MR. SMITH: I'm going to show it to you. It goes around and it catches like that. (Indicating.) And all you do is pop that lever over. And I tested that machine February 3rd or 4th cause I was there for two or three days switching it from wheat to beans. And I tested it and it worked.
THE HEARING OFFICER: Does it remove the power supply?
MR. SMITH: No, it's on the back. The pulley is still turning but the shaft stopes. It pulls that thing away from. (Indicating.)(Stip. at 277.)
{¶ 20} Relying on Mr. Smith's hearing testimony, the SHO concluded the disengage switch functioned to "stop the shaft from turning" and was operational at the time of the accident. (Stip. at 318.) In addition to Mr. Smith's testimony, the BWC Investigator's report provides further evidence that the disengage switch "stopped the rotation of the metal shaft when engaged." (Stip. at 129.) Based on this evidence, the magistrate stated: "[T]he pulley that caused the shaft to rotate was the power source, and the 'means' to disengage the pulley from the shaft was the disconnect switch, which mechanically stopped the rotating shaft by engaging a clutch that separated the pulley from the shaft, thereby stopping the moving parts. Although both the machines in Hina and the present case had a shutoff switch and a main power panel, respectively, that cutoff the electrical power supply to the entire machine, they were equivalent to the mechanical methods of disengaging the machines from their power supplies, in that all four methods stopped the moving parts that posed a danger to the operator." (Mag.'s Decision at 19.)
{¶ 21} While perhaps Mr. Smith's hearing testimony regarding the shaft and the pulley could have been clearer, we find the SHO's conclusion that the disengage switch "disengag[ed] the seed cleaner from the power supply" is supported by some evidence in the record. Ohio Adm.Code 4123:1-5-05(D)(1). We therefore overrule Mr. Phlipot's first objection.
B. Mr. Phlipot's Second Objection
{¶ 22} In his second objection, Mr. Phlipot asserts the magistrate erred in concluding the record contains some evidence demonstrating the disengage switch would have been "within easy reach" from where Mr. Phlipot was located at the time of the accident. See Ohio Adm.Code 4123:1-5-05(D)(1). In his objections, Mr. Phlipot notes the BWC Investigator concluded the disengage switch would not have been within Mr. Phlipot's reach during the accident, concedes that Mr. Smith repeatedly testified otherwise during the hearing, and cites State ex rel. Jackson Tube Serv., Inc. v. Indus. Comm., 154 Ohio St.3d 180, 2018-Ohio-3892, as support for his argument that Mr. Smith's testimony was not "some evidence" supporting the commission's order.
{¶ 23} In Jackson Tube an injured worker filed an application for a VSSR award concerning operation of hoisting and haulage equipment, and the respondent-employer raised the defense of impossibility. At a hearing on the VSSR application, the injured worker testified that it was his "understanding that there is a fixture for that application that's offered by the manufacturer." (Emphasis sic.) Jackson Tube at ¶ 4. The employer's maintenance supervisor and manager of safety and training both testified they were not aware of such a fixture that would satisfy the specific safety requirement at issue.

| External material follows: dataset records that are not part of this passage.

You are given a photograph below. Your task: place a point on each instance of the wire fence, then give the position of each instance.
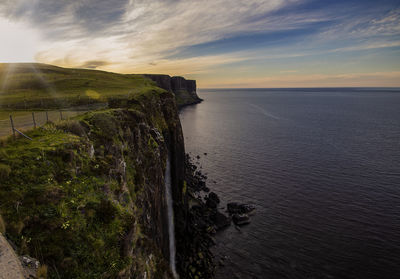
(23, 121)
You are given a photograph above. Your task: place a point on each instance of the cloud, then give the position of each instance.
(93, 64)
(199, 36)
(390, 79)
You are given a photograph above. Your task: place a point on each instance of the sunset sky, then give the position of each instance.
(220, 43)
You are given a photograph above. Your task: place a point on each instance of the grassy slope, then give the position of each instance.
(45, 86)
(52, 193)
(61, 205)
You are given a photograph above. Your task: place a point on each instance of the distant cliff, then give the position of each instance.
(183, 89)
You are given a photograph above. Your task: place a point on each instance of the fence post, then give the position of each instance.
(12, 125)
(33, 118)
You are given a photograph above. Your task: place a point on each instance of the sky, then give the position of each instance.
(220, 43)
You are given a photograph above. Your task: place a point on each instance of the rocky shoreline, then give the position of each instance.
(205, 220)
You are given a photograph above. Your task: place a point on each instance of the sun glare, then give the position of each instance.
(18, 42)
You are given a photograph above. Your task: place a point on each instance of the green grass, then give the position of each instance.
(29, 86)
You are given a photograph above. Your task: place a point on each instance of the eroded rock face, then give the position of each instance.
(100, 194)
(185, 91)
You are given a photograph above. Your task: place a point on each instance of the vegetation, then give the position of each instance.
(66, 197)
(29, 86)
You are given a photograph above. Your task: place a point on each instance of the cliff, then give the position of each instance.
(184, 90)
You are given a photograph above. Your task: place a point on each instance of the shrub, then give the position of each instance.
(2, 225)
(5, 171)
(41, 272)
(73, 127)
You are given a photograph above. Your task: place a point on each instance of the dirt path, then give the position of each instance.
(10, 266)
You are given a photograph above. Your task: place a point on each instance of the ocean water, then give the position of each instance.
(322, 167)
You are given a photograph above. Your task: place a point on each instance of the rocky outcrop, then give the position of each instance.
(87, 195)
(10, 266)
(185, 91)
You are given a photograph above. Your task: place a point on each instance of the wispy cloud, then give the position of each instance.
(196, 37)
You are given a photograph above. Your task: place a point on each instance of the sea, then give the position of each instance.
(322, 168)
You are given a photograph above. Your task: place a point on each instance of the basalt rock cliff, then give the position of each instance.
(86, 196)
(185, 91)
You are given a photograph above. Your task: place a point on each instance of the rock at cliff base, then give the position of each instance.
(237, 208)
(221, 220)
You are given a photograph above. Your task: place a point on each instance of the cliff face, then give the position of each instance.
(184, 90)
(87, 196)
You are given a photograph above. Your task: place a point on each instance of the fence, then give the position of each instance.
(23, 121)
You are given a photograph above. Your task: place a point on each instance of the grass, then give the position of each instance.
(30, 86)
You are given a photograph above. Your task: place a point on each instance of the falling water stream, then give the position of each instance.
(171, 225)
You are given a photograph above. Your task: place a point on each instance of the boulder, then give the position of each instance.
(221, 220)
(237, 208)
(241, 219)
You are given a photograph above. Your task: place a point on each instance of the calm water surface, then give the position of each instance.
(322, 166)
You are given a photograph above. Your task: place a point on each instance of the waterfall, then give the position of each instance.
(171, 225)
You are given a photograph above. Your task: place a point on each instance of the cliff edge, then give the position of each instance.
(185, 91)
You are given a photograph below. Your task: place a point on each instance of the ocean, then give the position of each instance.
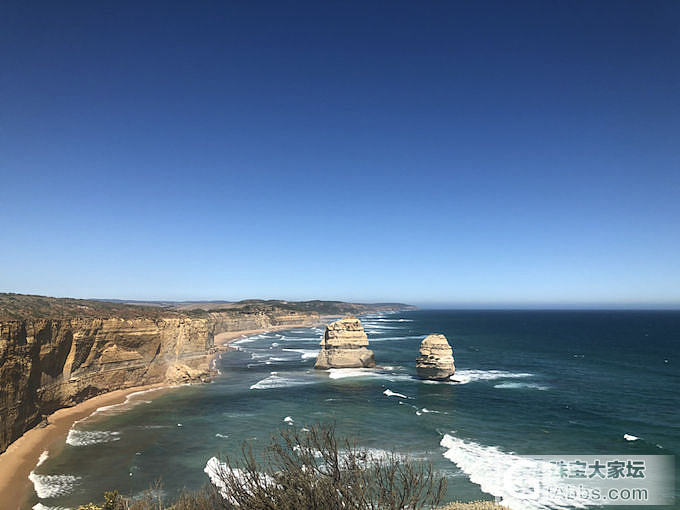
(530, 382)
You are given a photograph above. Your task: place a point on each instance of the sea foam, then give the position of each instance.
(521, 386)
(509, 477)
(472, 375)
(305, 353)
(52, 486)
(277, 381)
(90, 437)
(391, 393)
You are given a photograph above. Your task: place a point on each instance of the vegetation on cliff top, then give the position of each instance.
(24, 306)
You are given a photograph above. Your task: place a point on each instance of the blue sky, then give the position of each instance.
(473, 153)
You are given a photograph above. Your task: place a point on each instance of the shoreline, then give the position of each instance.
(228, 337)
(21, 457)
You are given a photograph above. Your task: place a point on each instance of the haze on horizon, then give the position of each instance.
(462, 154)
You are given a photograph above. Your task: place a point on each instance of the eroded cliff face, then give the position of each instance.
(241, 321)
(46, 364)
(344, 345)
(436, 358)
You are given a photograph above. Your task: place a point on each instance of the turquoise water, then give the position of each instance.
(530, 383)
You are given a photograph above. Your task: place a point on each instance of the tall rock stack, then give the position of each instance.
(436, 358)
(344, 345)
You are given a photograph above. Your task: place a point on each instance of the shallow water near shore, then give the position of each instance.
(529, 382)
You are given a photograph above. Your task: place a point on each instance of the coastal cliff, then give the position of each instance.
(48, 364)
(57, 352)
(344, 345)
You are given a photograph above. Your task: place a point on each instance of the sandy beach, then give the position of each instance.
(230, 336)
(22, 455)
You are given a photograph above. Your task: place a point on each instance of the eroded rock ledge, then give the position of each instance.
(47, 364)
(344, 345)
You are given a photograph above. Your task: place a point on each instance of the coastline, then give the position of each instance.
(222, 339)
(21, 457)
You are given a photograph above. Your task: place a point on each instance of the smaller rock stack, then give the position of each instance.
(436, 358)
(344, 345)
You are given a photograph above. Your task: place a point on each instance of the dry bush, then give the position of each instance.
(313, 470)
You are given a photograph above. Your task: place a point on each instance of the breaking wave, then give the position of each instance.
(90, 437)
(471, 375)
(277, 381)
(507, 476)
(305, 353)
(52, 486)
(390, 393)
(528, 386)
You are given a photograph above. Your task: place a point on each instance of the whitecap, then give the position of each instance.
(52, 486)
(216, 471)
(90, 437)
(509, 477)
(472, 375)
(391, 393)
(305, 353)
(276, 381)
(529, 386)
(42, 458)
(342, 373)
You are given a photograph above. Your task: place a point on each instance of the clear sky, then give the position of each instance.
(472, 153)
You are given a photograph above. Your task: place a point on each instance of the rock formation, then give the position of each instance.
(47, 363)
(436, 358)
(344, 345)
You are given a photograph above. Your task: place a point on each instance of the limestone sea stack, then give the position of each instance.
(436, 358)
(344, 345)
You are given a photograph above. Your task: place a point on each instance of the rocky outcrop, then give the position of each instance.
(47, 364)
(344, 345)
(50, 363)
(436, 358)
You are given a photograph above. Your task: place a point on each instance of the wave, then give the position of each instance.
(388, 338)
(391, 393)
(305, 353)
(472, 375)
(529, 386)
(509, 477)
(277, 381)
(217, 470)
(90, 437)
(52, 486)
(247, 340)
(343, 373)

After the SHO granted the injured worker's VSSR application, the employer filed a motion for rehearing and appended an affidavit from its maintenance supervisor, which indicated that he researched the issue, spoke with the tool manufacturer's engineer, and verified there was no alternative tool that would allow for compliance. Id. at ¶ 4, 6.

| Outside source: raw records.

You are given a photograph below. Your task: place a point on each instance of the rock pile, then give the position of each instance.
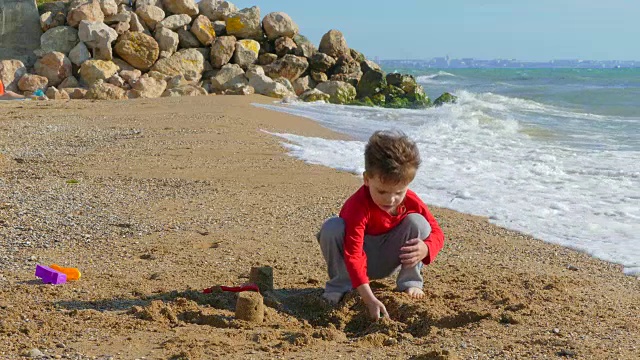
(119, 49)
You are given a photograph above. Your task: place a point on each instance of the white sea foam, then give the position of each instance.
(477, 160)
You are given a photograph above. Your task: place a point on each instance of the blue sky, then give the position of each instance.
(520, 29)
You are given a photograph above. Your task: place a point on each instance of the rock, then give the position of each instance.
(340, 92)
(186, 90)
(92, 71)
(290, 67)
(61, 39)
(250, 307)
(266, 86)
(241, 90)
(222, 50)
(79, 54)
(148, 88)
(70, 82)
(230, 76)
(55, 66)
(246, 52)
(108, 7)
(189, 63)
(187, 39)
(136, 25)
(123, 17)
(216, 10)
(445, 98)
(245, 24)
(368, 65)
(151, 15)
(279, 24)
(138, 49)
(10, 73)
(187, 7)
(284, 46)
(55, 94)
(314, 95)
(303, 84)
(89, 11)
(334, 44)
(220, 27)
(19, 30)
(98, 37)
(175, 22)
(321, 62)
(318, 76)
(30, 82)
(203, 30)
(267, 58)
(50, 20)
(103, 91)
(371, 83)
(304, 47)
(75, 93)
(131, 76)
(167, 41)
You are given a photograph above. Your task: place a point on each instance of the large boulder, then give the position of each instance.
(101, 90)
(151, 15)
(167, 41)
(175, 22)
(222, 50)
(79, 54)
(55, 66)
(148, 88)
(203, 30)
(189, 63)
(340, 92)
(19, 30)
(371, 83)
(89, 11)
(98, 37)
(229, 77)
(187, 7)
(30, 82)
(321, 62)
(246, 53)
(314, 95)
(334, 44)
(10, 73)
(290, 67)
(278, 24)
(93, 70)
(61, 39)
(266, 86)
(245, 24)
(216, 10)
(138, 49)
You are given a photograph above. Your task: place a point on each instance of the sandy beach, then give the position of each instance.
(156, 200)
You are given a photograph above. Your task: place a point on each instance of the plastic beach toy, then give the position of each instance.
(72, 273)
(50, 276)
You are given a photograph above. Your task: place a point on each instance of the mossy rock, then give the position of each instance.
(445, 98)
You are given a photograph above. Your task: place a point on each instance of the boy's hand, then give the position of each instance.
(413, 252)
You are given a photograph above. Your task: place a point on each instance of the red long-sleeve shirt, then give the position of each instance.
(363, 217)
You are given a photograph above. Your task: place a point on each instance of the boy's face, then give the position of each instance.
(386, 195)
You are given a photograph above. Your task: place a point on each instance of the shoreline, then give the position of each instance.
(183, 194)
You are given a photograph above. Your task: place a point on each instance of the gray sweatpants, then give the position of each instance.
(383, 253)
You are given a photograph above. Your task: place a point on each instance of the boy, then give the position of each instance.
(382, 227)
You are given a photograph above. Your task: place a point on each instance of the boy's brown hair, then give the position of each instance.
(391, 156)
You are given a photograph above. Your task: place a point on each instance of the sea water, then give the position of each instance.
(551, 153)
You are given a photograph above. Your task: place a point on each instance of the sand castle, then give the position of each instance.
(118, 49)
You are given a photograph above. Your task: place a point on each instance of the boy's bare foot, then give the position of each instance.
(332, 297)
(415, 293)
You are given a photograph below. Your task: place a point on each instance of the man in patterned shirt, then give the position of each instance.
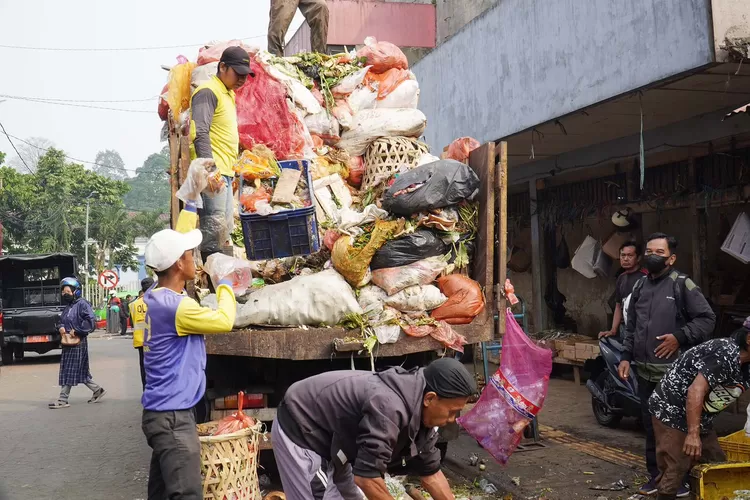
(700, 384)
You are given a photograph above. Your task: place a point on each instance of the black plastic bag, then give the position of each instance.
(435, 185)
(409, 249)
(562, 254)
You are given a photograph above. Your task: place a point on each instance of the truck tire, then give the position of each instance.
(7, 354)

{¶ 24} The commission denied the motion for rehearing, concluding the SHO's decision was supported by some evidence-namely, the injured worker's testimony. After we denied a writ of mandamus, the employer sought review from the Supreme Court of Ohio, arguing there was no alternative method for undertaking the work and the injured worker's" 'understanding' about the existence" of such a method "ha[d] no basis in fact and ha[d] been wholly refuted by contrary testimony." Id. at ¶ 12. A majority of the court agreed, reversed our decision, and found the commission abused its discretion in relying on the injured worker's "unsubstantiated belief, unsupported by personal knowledge" as some evidence. Id. at ¶ 28, citing State ex rel. Cassels v. Dayton City School Dist. Bd. of Edn., 69 Ohio St.3d 217, 223 (1994) ("A witness may not testify to a matter unless evidence is introduced sufficient to support a finding that he has personal knowledge of the matter."). Thus, based on the facts and circumstances of that case, the court concluded the injured worker's "unsubstantiated belief that was not based on his own personal knowledge could not constitute some evidence supporting the commission's order.

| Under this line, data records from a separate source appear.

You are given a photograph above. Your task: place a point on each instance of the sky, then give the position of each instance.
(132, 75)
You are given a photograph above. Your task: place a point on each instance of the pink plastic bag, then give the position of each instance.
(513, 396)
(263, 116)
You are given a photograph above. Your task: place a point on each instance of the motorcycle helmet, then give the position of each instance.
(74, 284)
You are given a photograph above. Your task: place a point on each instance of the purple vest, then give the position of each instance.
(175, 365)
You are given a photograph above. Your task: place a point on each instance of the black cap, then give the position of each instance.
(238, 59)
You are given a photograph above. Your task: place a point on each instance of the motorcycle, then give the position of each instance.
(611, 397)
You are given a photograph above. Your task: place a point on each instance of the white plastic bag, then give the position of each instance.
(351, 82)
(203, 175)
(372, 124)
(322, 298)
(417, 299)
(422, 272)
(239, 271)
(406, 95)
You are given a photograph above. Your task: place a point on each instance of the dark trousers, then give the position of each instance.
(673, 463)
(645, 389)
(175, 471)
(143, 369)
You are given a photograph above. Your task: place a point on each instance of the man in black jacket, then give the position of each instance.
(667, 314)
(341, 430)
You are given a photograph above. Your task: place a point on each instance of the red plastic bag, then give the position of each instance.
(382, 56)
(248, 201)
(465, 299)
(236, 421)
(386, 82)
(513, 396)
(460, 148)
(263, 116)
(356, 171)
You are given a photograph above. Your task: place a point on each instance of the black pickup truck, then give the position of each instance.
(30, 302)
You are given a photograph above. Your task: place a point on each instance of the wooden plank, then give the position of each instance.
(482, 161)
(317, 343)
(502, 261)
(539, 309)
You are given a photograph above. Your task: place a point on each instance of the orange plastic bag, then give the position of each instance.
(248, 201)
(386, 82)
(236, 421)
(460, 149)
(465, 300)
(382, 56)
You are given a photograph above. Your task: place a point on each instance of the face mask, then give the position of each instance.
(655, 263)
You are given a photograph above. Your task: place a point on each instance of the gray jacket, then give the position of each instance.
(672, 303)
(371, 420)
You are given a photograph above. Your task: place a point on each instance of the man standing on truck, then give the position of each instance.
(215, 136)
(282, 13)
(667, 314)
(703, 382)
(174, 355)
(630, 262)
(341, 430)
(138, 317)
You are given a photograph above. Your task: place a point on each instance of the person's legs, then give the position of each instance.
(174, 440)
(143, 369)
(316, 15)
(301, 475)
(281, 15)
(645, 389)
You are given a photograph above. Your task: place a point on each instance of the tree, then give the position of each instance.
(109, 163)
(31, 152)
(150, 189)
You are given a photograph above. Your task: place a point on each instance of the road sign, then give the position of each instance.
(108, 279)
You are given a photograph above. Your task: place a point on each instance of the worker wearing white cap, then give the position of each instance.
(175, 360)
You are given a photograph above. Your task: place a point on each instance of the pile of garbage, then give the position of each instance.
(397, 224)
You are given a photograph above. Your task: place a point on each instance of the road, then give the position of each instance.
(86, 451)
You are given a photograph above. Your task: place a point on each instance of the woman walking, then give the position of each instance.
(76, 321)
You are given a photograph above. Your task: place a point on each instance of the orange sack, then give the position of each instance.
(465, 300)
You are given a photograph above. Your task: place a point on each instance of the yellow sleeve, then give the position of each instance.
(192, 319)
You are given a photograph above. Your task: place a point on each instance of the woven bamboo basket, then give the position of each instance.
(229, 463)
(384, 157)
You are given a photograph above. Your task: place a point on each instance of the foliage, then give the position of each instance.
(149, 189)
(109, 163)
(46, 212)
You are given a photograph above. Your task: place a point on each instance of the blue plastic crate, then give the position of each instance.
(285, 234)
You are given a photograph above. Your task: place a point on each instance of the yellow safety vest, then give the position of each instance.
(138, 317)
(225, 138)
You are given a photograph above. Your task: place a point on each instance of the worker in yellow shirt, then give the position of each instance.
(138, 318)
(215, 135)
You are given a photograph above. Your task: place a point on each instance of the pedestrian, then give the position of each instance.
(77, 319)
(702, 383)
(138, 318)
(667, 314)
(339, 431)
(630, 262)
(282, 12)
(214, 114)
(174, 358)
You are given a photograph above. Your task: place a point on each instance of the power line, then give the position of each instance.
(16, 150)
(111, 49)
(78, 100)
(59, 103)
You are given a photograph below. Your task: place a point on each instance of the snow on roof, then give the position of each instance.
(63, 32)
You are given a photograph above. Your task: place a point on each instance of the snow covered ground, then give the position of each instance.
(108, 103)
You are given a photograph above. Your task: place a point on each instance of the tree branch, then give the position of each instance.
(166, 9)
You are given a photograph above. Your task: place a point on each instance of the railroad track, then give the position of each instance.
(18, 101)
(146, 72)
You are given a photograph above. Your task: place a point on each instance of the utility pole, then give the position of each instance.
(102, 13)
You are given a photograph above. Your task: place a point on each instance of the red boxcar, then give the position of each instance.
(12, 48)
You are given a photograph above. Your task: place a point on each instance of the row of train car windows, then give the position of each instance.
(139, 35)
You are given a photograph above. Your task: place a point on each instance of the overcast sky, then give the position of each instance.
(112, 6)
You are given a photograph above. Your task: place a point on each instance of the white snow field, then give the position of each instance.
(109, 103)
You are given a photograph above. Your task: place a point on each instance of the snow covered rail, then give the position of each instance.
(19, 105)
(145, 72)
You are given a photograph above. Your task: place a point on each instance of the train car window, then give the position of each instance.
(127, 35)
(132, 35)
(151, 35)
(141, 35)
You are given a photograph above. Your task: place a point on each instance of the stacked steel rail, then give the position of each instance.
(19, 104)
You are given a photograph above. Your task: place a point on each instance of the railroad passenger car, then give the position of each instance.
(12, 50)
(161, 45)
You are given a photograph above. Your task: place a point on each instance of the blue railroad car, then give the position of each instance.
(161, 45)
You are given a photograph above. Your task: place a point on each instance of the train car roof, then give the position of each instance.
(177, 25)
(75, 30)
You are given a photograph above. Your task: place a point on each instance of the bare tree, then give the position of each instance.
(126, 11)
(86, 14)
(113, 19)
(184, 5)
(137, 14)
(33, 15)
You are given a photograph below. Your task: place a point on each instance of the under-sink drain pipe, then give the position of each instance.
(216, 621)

{¶ 25} Mr. Phlipot contends Mr. Smith's testimony that the disengage switch would have been within Mr. Phlipot's reach during the accident is as problematic as the injured worker's testimony in Jackson Tube. He asserts Mr. Smith's testimony was merely an unsubstantiated belief lacking personal knowledge or expertise. We disagree.
{¶ 26} First, we do not believe this type of testimony requires expert analysis. Mr. Smith would have had personal knowledge of Mr. Phlipot's size and the approximate distance between Mr. Phlipot and the disengage switch, having observed him working in the facility on prior occasions. As such, unlike in Jackson Tube, where the testimony concerned a subject about which the injured worker did not have personal knowledge, and that was rebutted by evidence from the tool manufacturer's own engineer, Mr. Smith's testimony was not merely an "unsubstantiated belief." Therefore, we conclude Mr. Smith's testimony constituted some evidence in support of the commission's order.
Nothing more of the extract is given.